Section 111.07(5), Stats.
(5) The commission may authorize a commissioner or examiner to make findings and orders. Any party in interest who is dissatisfied with the findings or order of a commissioner or examiner may file a written petition with the commission as a body to review the findings or order. If no petition is filed within 20 days from the date that a copy of the findings or order of the commissioner or examiner was mailed to the last known address of the parties in interest, such findings or order shall be considered the findings or order of the commission as a body unless set aside, reversed or modified by such commissioner or examiner within such time. If the findings or order are set aside by the commissioner or examiner the status shall be the same as prior to the findings or order set aside. If the findings or order are reversed or modified by the commissioner or examiner the time for filing petition with the commission shall run from the time that notice of such reversal or modification is mailed to the last known address of the parties in interest.

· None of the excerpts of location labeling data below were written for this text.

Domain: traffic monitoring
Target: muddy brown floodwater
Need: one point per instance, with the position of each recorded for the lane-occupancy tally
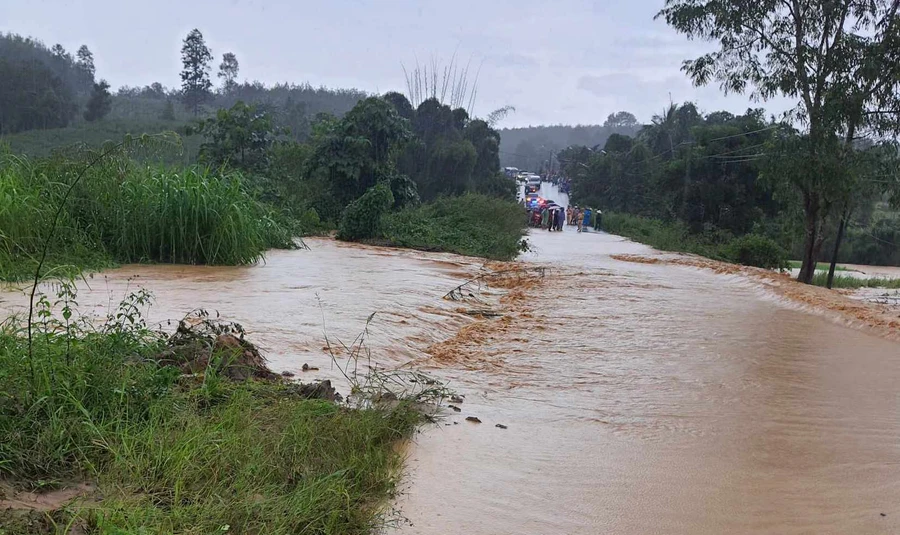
(637, 398)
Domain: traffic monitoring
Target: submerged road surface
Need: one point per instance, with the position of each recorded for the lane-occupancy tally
(662, 399)
(637, 398)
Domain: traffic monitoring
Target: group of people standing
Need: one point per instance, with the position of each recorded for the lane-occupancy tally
(554, 217)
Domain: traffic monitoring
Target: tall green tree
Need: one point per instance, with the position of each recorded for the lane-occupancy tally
(812, 51)
(228, 71)
(195, 83)
(359, 151)
(239, 137)
(100, 103)
(86, 61)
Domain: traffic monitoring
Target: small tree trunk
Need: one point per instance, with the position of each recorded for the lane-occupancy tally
(811, 242)
(837, 245)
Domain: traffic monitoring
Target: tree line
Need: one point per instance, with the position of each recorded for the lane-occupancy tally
(47, 87)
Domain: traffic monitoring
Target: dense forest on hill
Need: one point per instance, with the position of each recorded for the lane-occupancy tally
(529, 148)
(47, 92)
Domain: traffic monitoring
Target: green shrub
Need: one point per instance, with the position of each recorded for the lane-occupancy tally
(362, 218)
(849, 281)
(472, 224)
(756, 250)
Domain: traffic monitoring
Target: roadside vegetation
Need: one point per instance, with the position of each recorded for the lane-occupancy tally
(184, 434)
(821, 266)
(472, 225)
(749, 249)
(849, 281)
(122, 211)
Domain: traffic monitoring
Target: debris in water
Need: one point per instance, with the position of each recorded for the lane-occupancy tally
(318, 390)
(200, 342)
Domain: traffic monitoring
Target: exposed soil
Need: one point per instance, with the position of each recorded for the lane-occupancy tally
(42, 501)
(201, 342)
(880, 318)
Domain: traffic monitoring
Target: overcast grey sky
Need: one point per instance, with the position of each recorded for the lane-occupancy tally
(562, 61)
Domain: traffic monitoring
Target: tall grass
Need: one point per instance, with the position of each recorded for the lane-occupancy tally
(472, 224)
(749, 249)
(181, 454)
(125, 212)
(848, 281)
(821, 266)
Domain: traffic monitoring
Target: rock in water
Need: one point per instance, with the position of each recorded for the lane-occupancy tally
(318, 390)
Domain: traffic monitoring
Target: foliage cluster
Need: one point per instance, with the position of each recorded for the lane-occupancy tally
(749, 249)
(471, 224)
(127, 212)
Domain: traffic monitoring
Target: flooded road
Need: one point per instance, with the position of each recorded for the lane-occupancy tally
(638, 398)
(663, 399)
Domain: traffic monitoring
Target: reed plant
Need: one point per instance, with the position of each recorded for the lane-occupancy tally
(125, 212)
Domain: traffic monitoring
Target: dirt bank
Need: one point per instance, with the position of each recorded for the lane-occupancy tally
(879, 318)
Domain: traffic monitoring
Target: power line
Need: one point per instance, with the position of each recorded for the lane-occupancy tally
(746, 133)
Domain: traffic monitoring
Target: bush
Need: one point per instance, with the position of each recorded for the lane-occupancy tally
(756, 250)
(749, 250)
(362, 217)
(663, 235)
(473, 224)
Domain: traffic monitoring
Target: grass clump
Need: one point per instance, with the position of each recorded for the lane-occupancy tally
(471, 224)
(124, 212)
(848, 281)
(171, 453)
(821, 266)
(749, 250)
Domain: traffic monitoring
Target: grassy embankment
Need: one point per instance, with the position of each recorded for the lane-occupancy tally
(821, 266)
(752, 250)
(169, 453)
(747, 250)
(124, 212)
(472, 225)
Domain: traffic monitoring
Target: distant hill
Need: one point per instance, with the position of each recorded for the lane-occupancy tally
(529, 148)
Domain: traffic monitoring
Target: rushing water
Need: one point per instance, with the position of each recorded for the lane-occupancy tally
(638, 398)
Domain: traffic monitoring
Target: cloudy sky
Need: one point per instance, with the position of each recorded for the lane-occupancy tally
(565, 61)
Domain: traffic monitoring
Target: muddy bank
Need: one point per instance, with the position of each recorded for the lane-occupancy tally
(645, 398)
(881, 318)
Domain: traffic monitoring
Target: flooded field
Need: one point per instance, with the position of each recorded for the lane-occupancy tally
(636, 397)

Within 45 days after the filing of such petition with the commission, the commission shall either affirm, reverse, set aside or modify such findings or order, in whole or in part, or direct the taking of additional testimony. Such action shall be based on a review of the evidence submitted. If the commission is satisfied that a party in interest has been prejudiced because of exceptional delay in the receipt of a copy of any findings or order it may extend the time another 20 days for filing a petition with the commission.
This decision was placed in the mail on the date of issuance (i.e. the date appearing immediately above the Examiner's signature).
2. 78 Wis.2d 94, 253, NW.2d 536 (1977), page 112.
3. The Wisconsin Supreme Court cited United Steelworkers of America vs. Warrior and Golf Navigation Company, 363 U.S. 574, 582, 583 (1960).